La greffière La présidente
Exposé du litige
FAITS ET PROCÉDURE
M. [T] [B] a été engagé par la SA UNIROUTE, devenue société Transcat Centre, aux droits de laquelle vient la société Transcat France, en qualité de conducteur grand routier suivant contrat de travail à durée indéterminée du 26 juin 2000, moyennant un salaire mensuel brut qui était en dernier lieu de 2 140,41 euros.
Les relations contractuelles des parties étaient soumises à la convention collective nationale des transports routiers et activités auxiliaires du teansport.
Le 14 avril 2016, le salarié s'est rompu le tendon au bras droit en manipulant un véhicule et a été placé en arrêt de travail jusqu'au 2 novembre 2016.
Après plusieurs arrêts de travail du 10 mai 2017 au 8 janvier 2018, du 21 juin au 15 juillet 2018, du 30 novembre 2018 au 7 octobre 2019, il sera déclaré inapte en une seule visite le 14 octobre 2019.
Il a entre-temps, le 29 mai 2018, fait l'objet d'une reconnaissance en qualité de travailleur handicapé avec effet au 1er février 2018.
Les recherches menées par l'employeur lui ont permis d'identifier deux postes de reclassement, sur lesquels le comité social et économique, consulté le 29 janvier 2020, a rendu un avis favorable à l'unanimité de ses membres. Des propositions de reclassement ont donc été formulées par lettre du 31 janvier 2020. Par lettre du 18 février 2020, l'employeur a répondu à la demande de précisions formulée par le salarié, lequel n'a donné aucune suite;
Le 16 mars 2020, il lui a été notifié son licenciement pour inaptitude physique et impossibilité de reclassement par lettre recommandée ainsi libellée : « A l'issue de votre visite médicale de reprise le 14 octobre 2019, le Médecin du Travail vous a déclaré « inapte au poste de chauffeur PL. serait apte à un poste sans manutention ni gestes de force des membres supérieurs.

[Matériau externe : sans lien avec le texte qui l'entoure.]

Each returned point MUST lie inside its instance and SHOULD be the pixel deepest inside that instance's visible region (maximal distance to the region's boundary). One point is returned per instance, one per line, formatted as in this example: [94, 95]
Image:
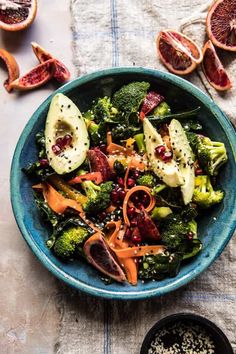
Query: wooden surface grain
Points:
[38, 313]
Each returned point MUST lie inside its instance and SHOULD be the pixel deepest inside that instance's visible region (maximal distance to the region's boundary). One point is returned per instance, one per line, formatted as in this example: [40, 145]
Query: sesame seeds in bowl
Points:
[185, 333]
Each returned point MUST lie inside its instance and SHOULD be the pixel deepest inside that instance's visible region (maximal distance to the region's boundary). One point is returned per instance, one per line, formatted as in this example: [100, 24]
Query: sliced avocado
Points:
[184, 154]
[168, 172]
[65, 119]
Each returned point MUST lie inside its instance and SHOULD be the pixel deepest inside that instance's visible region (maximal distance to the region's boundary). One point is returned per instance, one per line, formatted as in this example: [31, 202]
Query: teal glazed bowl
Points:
[215, 228]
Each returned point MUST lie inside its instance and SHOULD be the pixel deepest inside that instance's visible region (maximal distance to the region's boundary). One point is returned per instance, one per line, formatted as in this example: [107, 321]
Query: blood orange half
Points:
[214, 70]
[99, 255]
[178, 52]
[221, 24]
[16, 15]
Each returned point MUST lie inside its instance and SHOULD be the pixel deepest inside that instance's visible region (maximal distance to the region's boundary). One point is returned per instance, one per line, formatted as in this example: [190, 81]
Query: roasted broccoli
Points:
[103, 110]
[180, 236]
[129, 97]
[67, 243]
[204, 194]
[147, 180]
[159, 266]
[211, 154]
[162, 110]
[97, 131]
[159, 213]
[173, 231]
[98, 196]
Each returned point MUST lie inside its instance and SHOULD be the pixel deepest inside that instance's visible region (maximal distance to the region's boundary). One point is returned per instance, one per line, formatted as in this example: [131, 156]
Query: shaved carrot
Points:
[89, 223]
[93, 176]
[116, 243]
[141, 251]
[112, 228]
[138, 162]
[128, 195]
[110, 209]
[109, 138]
[113, 148]
[70, 192]
[56, 201]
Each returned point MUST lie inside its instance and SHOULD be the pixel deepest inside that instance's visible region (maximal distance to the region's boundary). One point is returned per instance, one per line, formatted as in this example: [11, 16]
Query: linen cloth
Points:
[122, 33]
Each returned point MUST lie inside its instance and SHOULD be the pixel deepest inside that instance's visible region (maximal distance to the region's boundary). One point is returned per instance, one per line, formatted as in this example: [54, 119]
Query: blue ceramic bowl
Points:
[215, 229]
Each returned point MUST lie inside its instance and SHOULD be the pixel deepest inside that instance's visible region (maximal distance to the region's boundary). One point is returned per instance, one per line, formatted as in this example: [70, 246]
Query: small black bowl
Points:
[221, 342]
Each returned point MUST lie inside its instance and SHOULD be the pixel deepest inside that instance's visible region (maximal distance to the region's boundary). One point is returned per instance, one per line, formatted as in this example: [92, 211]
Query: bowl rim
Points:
[176, 317]
[227, 127]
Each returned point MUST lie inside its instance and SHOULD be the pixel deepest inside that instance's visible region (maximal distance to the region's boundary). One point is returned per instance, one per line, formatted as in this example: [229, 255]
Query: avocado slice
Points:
[183, 153]
[168, 172]
[65, 119]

Nous avons en conséquence procédé à des recherches de reclassement au sein de la Société et du groupe CAT auquel nous appartenons, et nous avons consulté les membres du Comité Social et Economique afin d'aborder votre situation lors de la réunion du 29 janvier 2020.
Les recherches de reclassement effectuées nous ont permis de vous proposer, par courrier recommandé du 31 janvier dernier, le poste d'Opérateur Parc sur le site CAT de [Localité 6] (78) et d'Opérateur Parc Polyvalent sur le site d'[Localité 5] (93).
Nous vous avons demandé de nous faire part de votre réponse avant le 17 février 2020, sans quoi nous considérions votre absence de réponse comme un refus de la proposition faite.
Par courrier du 14 février 2020, vous accusez réception des propositions et demandez des précisions que nous vous apportons en réponse par courrier du 18 février 2020. Dans ce même courrier, nous vous demandons de nous faire part de votre réponse définitive avant le 24 février, sans quoi nous considérions votre absence de réponse comme un refus de la proposition faite.
N'ayant reçu aucun retour de votre part, nous avons donc considéré que vous décliniez ces propositions. Lors de l'entretien préalable, qui s'est tenu le 9 courant en présence de [G] [E], Responsable d'Agence, et au cours duquel vous étiez assisté de Monsieur [P], nous avons à nouveau évoqué votre situation et renouvelé nos propositions :
vous nous avez confirmé votre refus de les accepter dans la mesure où ils sont beaucoup trop éloignés de votre domicile.
En conséquence, nous vous avons confirmé notre impossibilité à vous reclasser.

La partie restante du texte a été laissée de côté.